We investigated the effects of dexmedetomidine, a selective α2-adrenergic agonist and a sedative, on excessive glutamate-induced depressions of central excitatory synaptic transmissions in vitro. From the CA1 in rat hippocampal slices, orthodromically elicited population spikes (PSs) and field excitatory postsynaptic potentials (fEPSPs) at 0.1 Hz were simultaneously recorded. ANOVA was used for statistics, and p < 0.05 was accepted as significant. Glutamate (10 mM for 10 min) completely depressed PSs and fEPSPs, which were partially recovered by the following washout for 40 min (57.4 ± 10.2% and 59.9 ± 9.8% of the control, respectively, p < 0.01, n = 6). The recoveries in PSs and fEPSPs were improved by pre-treatment and simultaneous treatment with dexmedetomidine (p < 0.01, n = 6) but were not altered by post-treatment. Dexmedetomidine alone did not alter PSs and fEPSPs. Simultaneous treatment with isoproterenol or dobutamine exacerbated the recoveries in PSs and fEPSPs (p < 0.01, n = 6), but simultaneous treatment with salbutamol, propranolol, phenylephrine or phentramine did not influence the recoveries.

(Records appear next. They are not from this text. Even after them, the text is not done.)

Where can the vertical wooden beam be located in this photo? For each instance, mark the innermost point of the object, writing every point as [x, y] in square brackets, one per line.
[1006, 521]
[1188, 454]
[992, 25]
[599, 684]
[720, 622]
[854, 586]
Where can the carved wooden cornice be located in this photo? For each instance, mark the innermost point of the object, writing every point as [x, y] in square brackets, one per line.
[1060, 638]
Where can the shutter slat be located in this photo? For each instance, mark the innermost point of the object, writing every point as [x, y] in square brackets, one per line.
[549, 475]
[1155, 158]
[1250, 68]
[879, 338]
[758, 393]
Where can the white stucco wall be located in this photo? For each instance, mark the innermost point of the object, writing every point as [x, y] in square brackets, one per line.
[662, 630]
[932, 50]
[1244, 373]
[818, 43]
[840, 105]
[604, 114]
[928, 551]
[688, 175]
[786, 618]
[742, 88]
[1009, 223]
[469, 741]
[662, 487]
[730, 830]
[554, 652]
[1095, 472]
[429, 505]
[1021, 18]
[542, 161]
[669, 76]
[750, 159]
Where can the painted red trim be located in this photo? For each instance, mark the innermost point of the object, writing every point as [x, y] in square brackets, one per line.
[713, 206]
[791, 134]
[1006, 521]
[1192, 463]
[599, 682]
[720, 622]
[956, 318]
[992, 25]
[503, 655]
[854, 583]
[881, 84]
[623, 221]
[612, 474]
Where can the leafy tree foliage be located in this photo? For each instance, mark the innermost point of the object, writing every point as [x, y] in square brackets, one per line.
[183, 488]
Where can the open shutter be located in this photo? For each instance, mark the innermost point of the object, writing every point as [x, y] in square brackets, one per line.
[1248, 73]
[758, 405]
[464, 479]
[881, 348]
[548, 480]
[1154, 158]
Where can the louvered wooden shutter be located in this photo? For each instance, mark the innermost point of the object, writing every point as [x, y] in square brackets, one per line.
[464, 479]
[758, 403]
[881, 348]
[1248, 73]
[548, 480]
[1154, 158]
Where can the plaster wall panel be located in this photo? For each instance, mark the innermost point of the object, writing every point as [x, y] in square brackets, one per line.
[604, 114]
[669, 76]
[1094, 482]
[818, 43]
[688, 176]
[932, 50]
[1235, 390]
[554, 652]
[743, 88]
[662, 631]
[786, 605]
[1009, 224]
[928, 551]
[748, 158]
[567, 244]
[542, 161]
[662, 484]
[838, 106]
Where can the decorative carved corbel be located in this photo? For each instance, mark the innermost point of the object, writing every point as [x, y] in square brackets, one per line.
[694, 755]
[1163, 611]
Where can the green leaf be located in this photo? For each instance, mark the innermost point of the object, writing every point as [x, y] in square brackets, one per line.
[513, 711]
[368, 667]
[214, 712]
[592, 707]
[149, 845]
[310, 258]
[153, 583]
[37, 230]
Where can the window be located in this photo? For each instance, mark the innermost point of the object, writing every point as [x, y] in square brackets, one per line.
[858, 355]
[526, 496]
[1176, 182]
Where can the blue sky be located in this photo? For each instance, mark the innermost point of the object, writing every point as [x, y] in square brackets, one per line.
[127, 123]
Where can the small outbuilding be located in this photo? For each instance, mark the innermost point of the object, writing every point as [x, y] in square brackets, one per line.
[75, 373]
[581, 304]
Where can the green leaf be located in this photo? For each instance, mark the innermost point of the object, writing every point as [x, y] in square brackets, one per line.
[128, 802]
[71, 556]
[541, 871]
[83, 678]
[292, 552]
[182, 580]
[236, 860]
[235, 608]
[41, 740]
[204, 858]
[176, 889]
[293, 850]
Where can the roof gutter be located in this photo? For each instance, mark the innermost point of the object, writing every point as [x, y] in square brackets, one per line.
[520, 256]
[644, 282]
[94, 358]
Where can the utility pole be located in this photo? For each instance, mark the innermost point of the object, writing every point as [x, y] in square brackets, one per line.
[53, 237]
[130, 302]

Simultaneous treatment with AP5 improved the recoveries in PSs and fEPSPs that were depressed by glutamate alone and by glutamate with dexmedetomidine, isoproterenol or dobutamine (p < 0.01, n = 6). Excessive glutamate depresses glutamatergic excitatory synaptic transmissions by mainly mediating NMDA receptors, and the depressed transmissions are improved by α2-adrenoceptor stimulation but are exacerbated by β1-adrenoceptor stimulation. Dexmedetomidine has a protective effect on neuronal dysfunctions induced by excessive glutamate, which is one of the main mechanisms of the secondary damage in the central nervous system.